Opinión Nacional

Otra victoria de m…

Ni los rostros de la tarima mostraban la alegría de una victoria limpia. La verdad es que lo ocurrido fue una derrota demoledora; clamorosa. Si Chávez estuviera vivo, no tardaría en descalificarla: tal vez apelaría a aquella frase escatológica con la que despachó su revés en el referendo constitucional de 2007. Maduro será presidente sin siquiera haber resultado ganador: no tendrá el respeto de la mitad de Venezuela. Mucho menos consiguió erigirse como el nuevo líder de la revolución. La presea no puede atribuírsele a su esfuerzo. Su deplorable desempeño en la campaña, y en la propia jornada de este domingo, impide hacerle alguna concesión: el hecho tendrá consecuencias políticas en el país y en las propias entrañas de la alianza bolivariana. Maduro no aportó nada: al contrario, su deslucida actuación puso en jaque la vigencia del régimen, que ayer logró llegar a la meta extenuado y, sobre todo, empujado por el desvergonzado ventajismo del CNE.

Un grueso segmento de los seguidores de Chávez le cumplió su última voluntad, pero al menos un millón de chavistas le dio un espaldarazo a la oferta de cambio de Henrique Capriles: sólo él emergió como el gran ganador; un héroe en todo el sentido de la palabra. «El heredero» no la tendrá fácil: la sombra del fraude lo perseguirá siempre. También el fantasma del difunto lo expondrá a las inevitables comparaciones de rigor. Los venezolanos y en especial la nomenclatura ya conocen las insolvencias de su figura. Las proyecciones no son jubilosas para él. Tendremos un jefe de Estado vulnerable, cuya controvertida legitimidad ya anuncia problemas inexorables. Las graves dificultades que encarará su gobierno requerirán cualidades que Maduro no posee: su equipaje es limitado, al igual que su auctoritas. A él nada le pertenece, porque todo cuanto es ahora representa el producto de un donativo adquirido por testamento y de un proceso electoral plagado de irregularidades.
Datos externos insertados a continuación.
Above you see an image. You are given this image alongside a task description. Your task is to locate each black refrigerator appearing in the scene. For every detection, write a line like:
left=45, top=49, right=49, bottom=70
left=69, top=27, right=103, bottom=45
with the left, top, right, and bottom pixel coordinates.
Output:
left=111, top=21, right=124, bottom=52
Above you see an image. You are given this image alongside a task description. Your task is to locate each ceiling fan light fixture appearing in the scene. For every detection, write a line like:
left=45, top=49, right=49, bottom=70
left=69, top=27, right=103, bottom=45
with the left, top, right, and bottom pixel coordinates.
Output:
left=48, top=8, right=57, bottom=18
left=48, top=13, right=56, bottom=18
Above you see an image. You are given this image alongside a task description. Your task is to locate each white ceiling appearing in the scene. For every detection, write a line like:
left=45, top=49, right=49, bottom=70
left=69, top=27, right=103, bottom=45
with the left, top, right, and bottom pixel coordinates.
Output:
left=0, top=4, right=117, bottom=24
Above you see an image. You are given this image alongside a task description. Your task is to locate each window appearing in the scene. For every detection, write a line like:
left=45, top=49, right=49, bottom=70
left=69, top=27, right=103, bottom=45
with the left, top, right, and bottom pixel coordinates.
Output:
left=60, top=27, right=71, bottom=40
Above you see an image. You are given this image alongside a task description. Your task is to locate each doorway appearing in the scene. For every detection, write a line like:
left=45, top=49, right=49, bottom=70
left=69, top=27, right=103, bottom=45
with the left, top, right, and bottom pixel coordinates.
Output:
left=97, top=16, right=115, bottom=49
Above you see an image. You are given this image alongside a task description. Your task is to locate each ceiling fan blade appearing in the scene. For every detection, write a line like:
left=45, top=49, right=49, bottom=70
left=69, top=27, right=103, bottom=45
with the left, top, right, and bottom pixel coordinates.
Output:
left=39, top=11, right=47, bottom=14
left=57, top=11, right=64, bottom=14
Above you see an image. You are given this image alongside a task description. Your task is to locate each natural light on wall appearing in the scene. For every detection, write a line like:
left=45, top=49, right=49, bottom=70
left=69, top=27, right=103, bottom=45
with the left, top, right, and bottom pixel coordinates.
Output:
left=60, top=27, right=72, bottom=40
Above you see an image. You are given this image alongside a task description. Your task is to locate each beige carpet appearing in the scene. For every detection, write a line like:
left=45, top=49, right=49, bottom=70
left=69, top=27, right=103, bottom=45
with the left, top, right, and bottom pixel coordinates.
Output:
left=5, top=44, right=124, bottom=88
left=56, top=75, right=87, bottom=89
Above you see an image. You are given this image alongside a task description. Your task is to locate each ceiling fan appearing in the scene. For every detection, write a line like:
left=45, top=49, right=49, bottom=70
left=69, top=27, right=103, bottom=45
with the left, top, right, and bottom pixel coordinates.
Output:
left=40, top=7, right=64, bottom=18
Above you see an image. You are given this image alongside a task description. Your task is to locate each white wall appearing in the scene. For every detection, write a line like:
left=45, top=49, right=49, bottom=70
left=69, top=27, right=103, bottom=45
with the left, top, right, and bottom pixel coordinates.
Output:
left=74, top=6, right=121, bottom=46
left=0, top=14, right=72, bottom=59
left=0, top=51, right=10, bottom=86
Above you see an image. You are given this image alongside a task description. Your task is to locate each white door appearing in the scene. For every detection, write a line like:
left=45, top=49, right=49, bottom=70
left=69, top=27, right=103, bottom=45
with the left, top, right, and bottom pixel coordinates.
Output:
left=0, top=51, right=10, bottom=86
Sí, el veredicto del pueblo chavista fue una prueba del éxito del endoso procurado por el jefe único en su última arenga pública. Sin embargo, la votación alcanzada por Maduro también es una constatación del debilitamiento de los cimientos del proyecto ideológico del desaparecido hiperlíder. El futuro de «la sucesión» es tan opaco como incierto. «El proceso» ha entrado en un terreno desconocido para la claque que lo conduce: Henrique Capriles la ha desalojado de su zona de confort. La firme hegemonía ejercida durante años quedó seriamente agrietada: el llamado «socialismo del siglo XXI» fue azotado con severidad y dejó de ser el único producto disponible en los anaqueles de la política nacional: allí, a su lado, se ha posicionado una alternativa que ya adquirió solidez, arraigo y credibilidad. La revolución no existe ahora como «oferta superior».

El modelo ideológico de Chávez está depreciado: sus viejos brillos están languideciendo. Venezuela se pronunció otra vez a favor de un equilibrio. El chavismo no puede seguir desconociendo la realidad. El otro polo acaba de reconfirmar ayer su consistencia rocosa y su muy alta popularidad.

El politburó tiene por delante un grave desafío: no le faltarán tragos amargos en el camino que se inicia. Lo que se instalará no es un nuevo gobierno, sino la continuidad de una administración mustia, fatigada tras catorce años en el poder y enfrentada a su propia senilidad. «El heredero» no tiene garantizada la absolución de sus fallas. Sobre sus hombros descansa la pesada carga de un legado maldito: un país donde la ingobernabilidad está tumbando la puerta. Maduro dirigirá desde hoy una revolución que ha quedado inviabilizada. Los resultados de ayer no dan para radicalismos ni aventuras represivas. Al «proceso» le ha llegado el momento de reconocer a sus adversarios y de valorarlos como una fuerza poderosa e indeclinable, a la cual no se le puede despreciar. De eso depende lo que vendrá en adelante: de eso depende la vida de este sexenio… si es que esto no acaba antes.